Prysmian Europe CEO Marcello Del Brenna said the deal was positive on multiple levels. Prysmian will help Terna improve its power grid and bolster progress for its energy transition while supporting the overall Italian economy by making the cables at its Pignataro Maggiore factory in Caserta. Added Italy Country Manager Fabio Zucca, “This framework agreement is an important commitment, from both Prysmian and Terna at a critical moment in the energy transition, and we are proud to have been entrusted with this significant award.”

LS Eco Energy Ltd. (LSEE), part of LS Cable & System, signed a Joint Development Agreement with PetroVietnam Technical Services Corporation (PTSC) during the Vietnam–Korea Economic Forum on August 12 in Seoul.

A press release said that the agreement covers investment, construction and operation of a high-voltage alternating and direct current cable manufacturing plant, marking a strategic step to strengthen Vietnam’s renewable energy infrastructure and related industries. It noted that as the world shifts to clean energy, demand for high-capacity power transmission, especially offshore high-voltage cables, is rising rapidly. At the same time, a global shortage of quality HVDC cables is slowing many renewable projects. “The partnership between PTSC and LSEE aims to tackle this challenge and position Vietnam as a regional leader in producing and exporting high-quality high-voltage cables.”

The strong backing from the two parent corporations, PetroVietnam and LS Cable & System, serves as a strategic guarantee for the scale and long-term sustainability of the venture, while underscoring their commitment to driving technological innovation, enhancing value creation, and making a positive contribution to the global green energy development goals, the release said.

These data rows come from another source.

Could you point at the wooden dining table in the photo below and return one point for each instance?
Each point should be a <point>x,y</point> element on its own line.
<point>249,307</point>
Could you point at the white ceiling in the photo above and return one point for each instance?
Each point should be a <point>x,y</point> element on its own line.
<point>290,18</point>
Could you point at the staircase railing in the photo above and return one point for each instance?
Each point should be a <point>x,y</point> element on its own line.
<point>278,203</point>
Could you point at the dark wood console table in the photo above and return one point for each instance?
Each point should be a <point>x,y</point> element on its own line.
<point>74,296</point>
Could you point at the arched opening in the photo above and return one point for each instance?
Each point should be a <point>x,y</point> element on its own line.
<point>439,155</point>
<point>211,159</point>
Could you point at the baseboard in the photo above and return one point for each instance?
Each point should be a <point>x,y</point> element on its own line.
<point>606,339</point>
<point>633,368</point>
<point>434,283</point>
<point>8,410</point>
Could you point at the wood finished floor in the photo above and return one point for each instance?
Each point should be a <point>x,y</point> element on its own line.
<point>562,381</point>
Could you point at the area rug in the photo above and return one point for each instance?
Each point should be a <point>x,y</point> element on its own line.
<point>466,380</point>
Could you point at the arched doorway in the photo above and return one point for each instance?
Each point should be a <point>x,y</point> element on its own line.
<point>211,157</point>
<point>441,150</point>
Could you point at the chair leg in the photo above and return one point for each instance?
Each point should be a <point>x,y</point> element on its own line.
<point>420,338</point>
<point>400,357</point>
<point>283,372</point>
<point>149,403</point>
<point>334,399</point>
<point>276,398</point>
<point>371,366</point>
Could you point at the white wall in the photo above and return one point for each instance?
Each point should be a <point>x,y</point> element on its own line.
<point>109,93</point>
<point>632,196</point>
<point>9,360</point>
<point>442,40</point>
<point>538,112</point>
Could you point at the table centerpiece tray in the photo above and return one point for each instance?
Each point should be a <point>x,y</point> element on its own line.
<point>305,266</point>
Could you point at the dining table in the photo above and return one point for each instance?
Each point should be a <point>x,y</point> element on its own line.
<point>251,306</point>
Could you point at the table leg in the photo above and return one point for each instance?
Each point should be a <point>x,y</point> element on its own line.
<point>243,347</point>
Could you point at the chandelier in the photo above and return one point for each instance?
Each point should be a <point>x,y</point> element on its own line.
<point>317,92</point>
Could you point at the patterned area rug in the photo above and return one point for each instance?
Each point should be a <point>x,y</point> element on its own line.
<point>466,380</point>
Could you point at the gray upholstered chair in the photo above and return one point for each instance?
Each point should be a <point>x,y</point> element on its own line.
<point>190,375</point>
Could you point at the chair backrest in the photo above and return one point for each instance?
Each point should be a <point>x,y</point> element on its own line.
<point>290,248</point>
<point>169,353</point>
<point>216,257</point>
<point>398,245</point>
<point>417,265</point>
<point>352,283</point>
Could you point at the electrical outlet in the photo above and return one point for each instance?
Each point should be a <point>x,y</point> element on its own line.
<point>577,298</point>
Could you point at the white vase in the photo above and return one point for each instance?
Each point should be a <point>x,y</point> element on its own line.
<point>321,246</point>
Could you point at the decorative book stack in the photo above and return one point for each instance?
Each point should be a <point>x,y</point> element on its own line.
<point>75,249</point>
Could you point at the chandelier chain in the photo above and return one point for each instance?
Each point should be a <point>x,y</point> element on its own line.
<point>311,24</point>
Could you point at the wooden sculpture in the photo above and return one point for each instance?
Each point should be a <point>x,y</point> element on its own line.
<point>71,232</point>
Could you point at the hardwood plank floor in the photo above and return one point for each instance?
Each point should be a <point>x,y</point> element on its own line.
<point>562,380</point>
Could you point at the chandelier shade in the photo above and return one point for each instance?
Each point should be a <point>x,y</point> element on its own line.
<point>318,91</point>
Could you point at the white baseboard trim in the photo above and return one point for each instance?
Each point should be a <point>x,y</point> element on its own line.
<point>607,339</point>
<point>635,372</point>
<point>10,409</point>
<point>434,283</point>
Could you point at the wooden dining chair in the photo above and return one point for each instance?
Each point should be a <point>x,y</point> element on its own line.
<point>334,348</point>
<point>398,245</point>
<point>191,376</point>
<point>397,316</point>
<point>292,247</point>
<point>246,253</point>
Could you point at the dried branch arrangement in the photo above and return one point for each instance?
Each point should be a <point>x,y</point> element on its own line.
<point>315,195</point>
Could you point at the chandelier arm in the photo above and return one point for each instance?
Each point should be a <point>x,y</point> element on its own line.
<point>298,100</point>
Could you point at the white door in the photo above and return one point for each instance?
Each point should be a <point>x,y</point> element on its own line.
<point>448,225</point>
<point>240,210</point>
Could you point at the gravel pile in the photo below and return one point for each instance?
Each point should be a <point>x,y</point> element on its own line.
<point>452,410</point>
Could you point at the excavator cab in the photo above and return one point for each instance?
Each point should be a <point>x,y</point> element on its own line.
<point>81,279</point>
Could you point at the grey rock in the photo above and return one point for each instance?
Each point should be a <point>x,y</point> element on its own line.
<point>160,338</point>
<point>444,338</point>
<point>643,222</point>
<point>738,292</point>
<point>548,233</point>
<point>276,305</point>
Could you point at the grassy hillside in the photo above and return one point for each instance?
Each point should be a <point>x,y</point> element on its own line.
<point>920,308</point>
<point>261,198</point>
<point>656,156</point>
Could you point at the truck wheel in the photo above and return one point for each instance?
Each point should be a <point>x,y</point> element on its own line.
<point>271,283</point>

LS Cable & System currently operates two large-scale manufacturing facilities in Vietnam, namely LS-VINA Cable & System in Haiphong and LS Cable Vietnam in Dong Nai. The company notes that both of its facilities have established a strong reputation for delivering high-quality power cables to domestic and export markets. The addition of the new high-voltage cable plant will complete the production value chain, meeting the rapidly growing demand in this strategic market segment.

Italy’s SAMP announced that the company plans to complete its headquarters relocation by March 2026 to a larger facility in Quarto Inferiore, Granarolo dell’Emilia.

A press release said that the new site, spanning 12,000 sq m, “represents a pivotal investment in SAMP’s international strategy, aimed at enhancing operational efficiency, innovation capabilities, and customer proximity.” The plant will offer the OEM wire and cable equipment manufacturer a 30% increase in production space and allow consolidation of all Italian operations under one roof, fostering stronger interdepartmental collaboration and enabling a more agile response to market demands.

Central to this transformation is the revamped Customer Service structure, now strengthened with the creation of dedicated Service Centers worldwide. The centers help customers avoid unnecessary costs and can serve local markets more effectively by hiring local personnel and establishing regional hubs, such as those already operating, which are capable of providing tailored service and immediate support. These hubs are strategically developed to ensure close contact with customers for revamping activities, technical services and ongoing support.

While the headquarters relocates, SAMP’s global footprint remains firmly established. With active manufacturing facilities in Brazil and China and a solid commercial presence in the U.S., SAMP continues to strengthen its international operations to better serve a growing global customer base. “This strategic expansion reflects SAMP’s commitment to delivering high-performance solutions, tailored services, and faster support across borders, paving the way for the next phase of global industrial excellence.”